1Ahmed Mudassar Ali, Research Scholar, Bharath University, Chennai. India,
2M. Ramakrishnan, Professor, School of Information Technology, Madurai Kamaraj University, Madurai, India.
Manuscript received on February 01, 2015. | Revised Manuscript Received on February 09, 2015. | Manuscript published on February 20, 2015. | PP: 6-9 | Volume-3 Issue-3, February 2015. | Retrieval Number: C0589023315/2015©BEIESP
Open Access | Ethics and Policies | Cite
© The Authors. Blue Eyes Intelligence Engineering and Sciences Publication (BEIESP).

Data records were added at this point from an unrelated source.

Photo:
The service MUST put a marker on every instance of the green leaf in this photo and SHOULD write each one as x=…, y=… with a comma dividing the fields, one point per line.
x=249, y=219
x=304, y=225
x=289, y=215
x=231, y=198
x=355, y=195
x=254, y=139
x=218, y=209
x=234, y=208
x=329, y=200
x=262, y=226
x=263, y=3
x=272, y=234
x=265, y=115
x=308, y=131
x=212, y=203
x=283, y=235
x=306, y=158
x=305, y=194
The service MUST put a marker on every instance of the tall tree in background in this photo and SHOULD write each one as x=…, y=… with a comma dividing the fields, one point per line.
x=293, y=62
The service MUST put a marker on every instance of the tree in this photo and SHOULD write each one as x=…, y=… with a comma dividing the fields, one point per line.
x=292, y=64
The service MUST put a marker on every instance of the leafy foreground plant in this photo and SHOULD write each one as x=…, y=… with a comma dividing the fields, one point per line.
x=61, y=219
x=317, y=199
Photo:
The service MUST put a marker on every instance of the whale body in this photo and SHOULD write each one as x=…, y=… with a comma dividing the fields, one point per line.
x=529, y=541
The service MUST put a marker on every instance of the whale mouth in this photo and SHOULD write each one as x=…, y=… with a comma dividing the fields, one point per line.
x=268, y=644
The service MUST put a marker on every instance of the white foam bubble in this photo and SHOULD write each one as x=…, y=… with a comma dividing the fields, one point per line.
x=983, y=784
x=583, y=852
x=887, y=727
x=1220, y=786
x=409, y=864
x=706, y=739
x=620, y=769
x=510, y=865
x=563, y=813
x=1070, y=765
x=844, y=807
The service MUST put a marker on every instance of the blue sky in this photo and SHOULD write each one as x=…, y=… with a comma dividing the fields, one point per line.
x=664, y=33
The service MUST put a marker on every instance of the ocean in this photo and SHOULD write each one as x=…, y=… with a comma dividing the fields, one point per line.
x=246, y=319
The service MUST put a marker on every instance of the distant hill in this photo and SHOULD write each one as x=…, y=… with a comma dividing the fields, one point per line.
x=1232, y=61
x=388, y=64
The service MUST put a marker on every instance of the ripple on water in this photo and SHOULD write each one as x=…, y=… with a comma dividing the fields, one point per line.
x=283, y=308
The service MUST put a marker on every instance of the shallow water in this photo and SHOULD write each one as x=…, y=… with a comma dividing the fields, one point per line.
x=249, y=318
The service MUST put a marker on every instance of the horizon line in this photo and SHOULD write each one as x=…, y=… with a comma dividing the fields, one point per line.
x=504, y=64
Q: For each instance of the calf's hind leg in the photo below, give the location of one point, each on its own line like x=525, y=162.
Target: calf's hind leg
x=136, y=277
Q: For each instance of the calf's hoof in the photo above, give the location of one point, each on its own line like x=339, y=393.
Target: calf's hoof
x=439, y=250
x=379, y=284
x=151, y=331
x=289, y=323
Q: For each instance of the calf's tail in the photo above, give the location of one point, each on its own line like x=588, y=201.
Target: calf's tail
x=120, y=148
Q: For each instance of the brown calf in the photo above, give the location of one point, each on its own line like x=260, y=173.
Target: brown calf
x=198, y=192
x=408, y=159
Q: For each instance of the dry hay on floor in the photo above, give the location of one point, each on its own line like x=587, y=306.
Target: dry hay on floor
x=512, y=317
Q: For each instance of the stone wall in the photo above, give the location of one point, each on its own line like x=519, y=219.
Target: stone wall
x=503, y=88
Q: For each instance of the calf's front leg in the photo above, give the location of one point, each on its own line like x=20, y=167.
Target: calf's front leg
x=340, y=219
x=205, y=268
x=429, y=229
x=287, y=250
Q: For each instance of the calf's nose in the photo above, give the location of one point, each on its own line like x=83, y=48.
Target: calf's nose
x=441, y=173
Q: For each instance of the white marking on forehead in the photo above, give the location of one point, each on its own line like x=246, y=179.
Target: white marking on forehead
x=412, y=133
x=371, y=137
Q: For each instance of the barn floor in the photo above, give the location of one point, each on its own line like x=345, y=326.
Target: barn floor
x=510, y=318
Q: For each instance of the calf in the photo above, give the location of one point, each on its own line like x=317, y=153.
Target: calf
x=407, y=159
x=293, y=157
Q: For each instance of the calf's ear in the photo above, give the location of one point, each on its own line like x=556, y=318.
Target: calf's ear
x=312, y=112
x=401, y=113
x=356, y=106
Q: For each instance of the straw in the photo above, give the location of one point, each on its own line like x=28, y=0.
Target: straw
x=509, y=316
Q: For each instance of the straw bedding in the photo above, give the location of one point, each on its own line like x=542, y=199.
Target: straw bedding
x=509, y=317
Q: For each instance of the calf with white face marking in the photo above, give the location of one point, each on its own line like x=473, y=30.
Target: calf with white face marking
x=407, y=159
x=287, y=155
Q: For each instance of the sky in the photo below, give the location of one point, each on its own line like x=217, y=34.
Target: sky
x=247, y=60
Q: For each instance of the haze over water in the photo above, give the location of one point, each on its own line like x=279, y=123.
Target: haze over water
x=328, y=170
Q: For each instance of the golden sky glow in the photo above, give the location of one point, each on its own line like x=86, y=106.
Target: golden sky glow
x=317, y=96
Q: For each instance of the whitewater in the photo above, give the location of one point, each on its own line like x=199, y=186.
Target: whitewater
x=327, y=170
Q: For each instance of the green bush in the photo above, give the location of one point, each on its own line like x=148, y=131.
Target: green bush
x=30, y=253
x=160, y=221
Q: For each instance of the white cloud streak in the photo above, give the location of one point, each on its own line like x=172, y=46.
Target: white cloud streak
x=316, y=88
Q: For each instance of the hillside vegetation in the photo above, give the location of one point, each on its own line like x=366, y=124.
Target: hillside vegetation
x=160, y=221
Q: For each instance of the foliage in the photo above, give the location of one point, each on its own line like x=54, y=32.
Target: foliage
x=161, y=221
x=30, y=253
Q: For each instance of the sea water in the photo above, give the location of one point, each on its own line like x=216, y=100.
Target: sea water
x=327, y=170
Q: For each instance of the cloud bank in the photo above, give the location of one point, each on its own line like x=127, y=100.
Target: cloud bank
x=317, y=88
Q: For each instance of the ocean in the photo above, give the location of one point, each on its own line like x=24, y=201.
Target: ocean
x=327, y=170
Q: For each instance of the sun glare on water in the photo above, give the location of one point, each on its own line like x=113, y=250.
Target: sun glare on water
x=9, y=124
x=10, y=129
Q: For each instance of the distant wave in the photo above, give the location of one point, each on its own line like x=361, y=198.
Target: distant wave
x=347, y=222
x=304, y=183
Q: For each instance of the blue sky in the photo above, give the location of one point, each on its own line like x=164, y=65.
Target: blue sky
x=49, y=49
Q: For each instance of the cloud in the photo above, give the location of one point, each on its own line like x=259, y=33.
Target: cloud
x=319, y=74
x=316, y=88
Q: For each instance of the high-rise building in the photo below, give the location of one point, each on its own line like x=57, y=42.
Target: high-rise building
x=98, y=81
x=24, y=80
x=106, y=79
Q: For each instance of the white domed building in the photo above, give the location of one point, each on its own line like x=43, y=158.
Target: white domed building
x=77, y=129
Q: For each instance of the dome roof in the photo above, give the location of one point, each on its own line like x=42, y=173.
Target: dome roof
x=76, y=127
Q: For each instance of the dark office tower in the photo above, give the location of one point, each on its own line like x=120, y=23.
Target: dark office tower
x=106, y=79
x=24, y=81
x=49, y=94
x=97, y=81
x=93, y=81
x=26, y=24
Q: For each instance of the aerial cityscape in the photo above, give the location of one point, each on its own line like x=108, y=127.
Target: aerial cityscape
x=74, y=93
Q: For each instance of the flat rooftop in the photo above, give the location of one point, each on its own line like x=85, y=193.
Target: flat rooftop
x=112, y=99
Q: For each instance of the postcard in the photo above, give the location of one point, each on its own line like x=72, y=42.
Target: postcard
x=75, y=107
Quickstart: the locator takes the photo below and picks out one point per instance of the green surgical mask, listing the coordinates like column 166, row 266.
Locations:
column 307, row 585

This is an open access article under the CC BY-NC-ND license (http://creativecommons.org/licenses/by-nc-nd/4.0/)

Abstract: Web mining is the analysis step of the “Knowledge Discovery in Web Databases” process which is an intersection of computer science and statistics. In this process results are produced from pattern matching and clustering which may not be relevant to the actual search. For example result for tree may be apple tree, mango tree whereas the user is searching for binary tree. N-grams are applied in applications like searching in text documents, where one must work with phrases. Eg: plagiarism detection. Thus relevancy becomes major part in searching. We can achieve relevancy using n-gram algorithm. We show an index based method to discover patterns in large data sets. It utilizes methods at the conjunction of AI, machine learning and statistics. We also induce a method of personalization where the search engine is used for indexing purposes in addition to the current n-gram techniques. A collaborative web search method is used for user’s personalization in the web search engine to extract the required accurate data.
Keywords: Web Mining, Knowledge Discovery, N-Gram, Stemming.